と、サイドテーブルに放った手袋に手を伸ばそうとしたはじめを、実が叩いた。

「触るな。雑菌が移るぞ」

 慌てて手を引っ込める。

「熱がぶり返すかもしれないからな。完全に動けるようになるまで、今度こそ見張っているぞ」

 護が僅かに表情を変えた。

 途端に、ムッとした実に額を軽く叩かれる。

「おまえが悪いんだろう? 一晩くらい寝なくても大丈夫だ。……待っていろ」

 使い終わった医療器具を消毒して、廃棄するものも片付けなければならない。

 実はそれらを持って、はじめと共に部屋を出た。

「私は休ませてもらうが……君がいてはまた、護さんがうなされはしないか? 人がいては熟睡できないのだろう?」

「仕方がないさ。誰かがついていなければならないんだ。どのみち、看病は必要だからな」

 実は最初に、用意していたはじめの部屋に案内した。

 一応、護や実の部屋を見ていたから知っているだろうが、と前置きをしながら、細かく家具や設備の使い方を説明する。

 その際、サイドテーブルに乗っていたインターホンを操作したが、使い方を説明するときに付け加えた。

「もしかしたらおまえを呼ぶことがあるかもしれない。マモルの部屋に繋げておいたから、なにかあったら来てくれ」

「なぜ、私に?」

「別に。
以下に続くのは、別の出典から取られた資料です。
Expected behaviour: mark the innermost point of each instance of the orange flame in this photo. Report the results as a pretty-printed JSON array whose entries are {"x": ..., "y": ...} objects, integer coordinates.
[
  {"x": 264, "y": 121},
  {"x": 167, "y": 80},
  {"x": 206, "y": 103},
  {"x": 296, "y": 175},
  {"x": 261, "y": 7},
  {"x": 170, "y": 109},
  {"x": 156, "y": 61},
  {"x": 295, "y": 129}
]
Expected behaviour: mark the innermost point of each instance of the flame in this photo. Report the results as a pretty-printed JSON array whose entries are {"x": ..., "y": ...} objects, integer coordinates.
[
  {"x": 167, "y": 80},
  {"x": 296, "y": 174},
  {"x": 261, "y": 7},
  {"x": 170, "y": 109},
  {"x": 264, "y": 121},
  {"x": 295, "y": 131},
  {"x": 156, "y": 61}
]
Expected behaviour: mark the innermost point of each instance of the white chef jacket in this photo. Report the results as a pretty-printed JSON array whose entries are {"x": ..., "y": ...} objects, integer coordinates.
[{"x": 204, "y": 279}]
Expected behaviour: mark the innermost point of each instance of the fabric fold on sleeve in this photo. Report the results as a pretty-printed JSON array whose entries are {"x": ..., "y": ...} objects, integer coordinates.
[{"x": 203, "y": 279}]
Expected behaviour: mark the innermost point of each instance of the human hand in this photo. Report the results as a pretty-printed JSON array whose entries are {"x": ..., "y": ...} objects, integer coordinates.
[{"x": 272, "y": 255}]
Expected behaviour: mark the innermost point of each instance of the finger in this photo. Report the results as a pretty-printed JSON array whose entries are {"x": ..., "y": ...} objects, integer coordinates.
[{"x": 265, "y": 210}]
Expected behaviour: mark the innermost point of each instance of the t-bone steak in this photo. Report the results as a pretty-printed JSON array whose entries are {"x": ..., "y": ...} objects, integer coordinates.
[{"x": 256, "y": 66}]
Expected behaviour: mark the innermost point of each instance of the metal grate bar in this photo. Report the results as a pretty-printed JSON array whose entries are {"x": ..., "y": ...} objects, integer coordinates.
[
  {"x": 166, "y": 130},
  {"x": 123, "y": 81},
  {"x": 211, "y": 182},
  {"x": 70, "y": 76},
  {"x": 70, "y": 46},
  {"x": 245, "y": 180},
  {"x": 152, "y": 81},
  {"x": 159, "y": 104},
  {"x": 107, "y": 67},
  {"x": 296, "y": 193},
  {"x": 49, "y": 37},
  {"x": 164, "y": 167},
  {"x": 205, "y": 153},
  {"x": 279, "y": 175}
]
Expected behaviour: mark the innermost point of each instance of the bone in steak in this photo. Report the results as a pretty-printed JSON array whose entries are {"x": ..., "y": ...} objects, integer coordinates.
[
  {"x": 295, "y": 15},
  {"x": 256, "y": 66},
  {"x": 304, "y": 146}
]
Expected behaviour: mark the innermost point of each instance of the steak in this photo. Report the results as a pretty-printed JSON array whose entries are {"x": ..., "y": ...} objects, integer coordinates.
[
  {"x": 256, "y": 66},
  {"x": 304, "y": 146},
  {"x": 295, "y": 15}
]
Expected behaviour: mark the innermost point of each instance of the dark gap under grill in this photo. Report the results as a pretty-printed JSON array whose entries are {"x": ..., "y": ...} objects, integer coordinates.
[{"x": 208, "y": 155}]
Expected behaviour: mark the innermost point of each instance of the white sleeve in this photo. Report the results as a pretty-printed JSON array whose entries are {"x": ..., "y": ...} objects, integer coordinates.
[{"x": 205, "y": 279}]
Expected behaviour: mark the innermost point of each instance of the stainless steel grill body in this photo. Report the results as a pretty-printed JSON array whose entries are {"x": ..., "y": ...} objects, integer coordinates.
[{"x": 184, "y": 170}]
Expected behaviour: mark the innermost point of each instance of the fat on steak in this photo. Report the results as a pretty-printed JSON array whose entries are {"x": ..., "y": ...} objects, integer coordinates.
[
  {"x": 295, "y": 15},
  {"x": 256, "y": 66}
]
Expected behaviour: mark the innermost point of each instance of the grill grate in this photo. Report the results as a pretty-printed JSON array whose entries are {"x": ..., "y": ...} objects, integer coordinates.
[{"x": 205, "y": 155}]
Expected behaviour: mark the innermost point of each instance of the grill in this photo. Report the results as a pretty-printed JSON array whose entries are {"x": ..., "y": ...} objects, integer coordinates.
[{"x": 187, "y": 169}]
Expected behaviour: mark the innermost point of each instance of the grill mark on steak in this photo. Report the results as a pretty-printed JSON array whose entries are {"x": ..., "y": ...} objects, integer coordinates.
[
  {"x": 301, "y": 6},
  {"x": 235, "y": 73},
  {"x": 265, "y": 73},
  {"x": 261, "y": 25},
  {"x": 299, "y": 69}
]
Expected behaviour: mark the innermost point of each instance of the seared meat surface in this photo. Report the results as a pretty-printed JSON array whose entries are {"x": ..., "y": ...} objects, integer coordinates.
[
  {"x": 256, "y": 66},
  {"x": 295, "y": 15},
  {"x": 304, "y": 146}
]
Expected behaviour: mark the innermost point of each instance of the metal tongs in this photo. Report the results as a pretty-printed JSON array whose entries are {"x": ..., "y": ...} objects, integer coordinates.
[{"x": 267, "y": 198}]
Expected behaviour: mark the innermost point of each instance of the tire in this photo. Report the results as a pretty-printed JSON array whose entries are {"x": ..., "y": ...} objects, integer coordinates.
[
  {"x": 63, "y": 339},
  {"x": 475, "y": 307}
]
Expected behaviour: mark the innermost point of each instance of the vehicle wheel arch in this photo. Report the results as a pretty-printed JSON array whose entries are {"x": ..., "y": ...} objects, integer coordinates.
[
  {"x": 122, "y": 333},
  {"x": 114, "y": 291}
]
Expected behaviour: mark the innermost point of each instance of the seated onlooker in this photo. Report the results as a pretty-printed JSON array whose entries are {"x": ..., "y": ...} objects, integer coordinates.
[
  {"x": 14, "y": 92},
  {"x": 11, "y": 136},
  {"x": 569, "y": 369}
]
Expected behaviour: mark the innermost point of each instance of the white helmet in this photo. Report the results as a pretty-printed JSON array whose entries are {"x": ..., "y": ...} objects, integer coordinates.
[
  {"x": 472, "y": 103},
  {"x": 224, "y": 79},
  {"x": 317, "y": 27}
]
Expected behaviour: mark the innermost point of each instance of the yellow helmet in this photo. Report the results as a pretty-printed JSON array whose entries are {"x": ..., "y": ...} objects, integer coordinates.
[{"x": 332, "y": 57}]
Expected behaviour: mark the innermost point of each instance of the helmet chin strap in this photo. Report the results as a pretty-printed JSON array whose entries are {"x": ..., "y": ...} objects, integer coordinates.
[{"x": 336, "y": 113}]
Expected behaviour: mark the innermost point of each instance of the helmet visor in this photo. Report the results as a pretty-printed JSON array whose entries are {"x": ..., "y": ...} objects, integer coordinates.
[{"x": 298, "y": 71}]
シノは一度寝たら起きないからな。ケンには頼みごとをしないし、エリやユウコはマモルの過去を知らない。となると、今はおまえしかいないだろう?」

 はじめは腕組みをして息をついた。

「昨日会ったばかりの私を信じるとは……」

「寝ぼけたことを言うな。誰が信じるか。使える奴ならば、例え敵でも使うさ。それだけのことだ」

 クスッと、控えた笑い声がはじめの口から洩れた。

「やはり私を許さないと……」

 実が、不意に背中を向ける。

「そこまで関心を持たれていると思っていたのか? うぬぼれるな。嫌ならば無視をすればいいじゃないか」

 それでも構わないということらしい。

 さっさと出ていってしまった。

 はじめは、袴をとってベッドに入る前に、窓辺に寄った。

 二階から家の裏が見える。

 結構広い空間があって、その向こうは林になっていた。

“約束事という束縛……か……”

 それがなくなったから護の動きが速くなった……。

 しかし、束縛されていたときと、開放されたときの表情にも気迫にも、まったく変化が見られなかったというのはどういうことか。

 護にはそれが可能だということだ。

 あれでは敵うわけがない。

“むきになった私が勝てるはずが……ないか”

 そして……。

 あの強さが実のためでないとしたら、健が落ち込むのも理解できる。

 ━━ミノルに見せなければいい。

 健にとって、決定的な言葉ではなかったか。

 まだしばらくは窓辺に佇んでいたはじめだが、やがて興味もなさそうにそこから離れると、生まれて初めて、ベッドというものに潜り込んだ。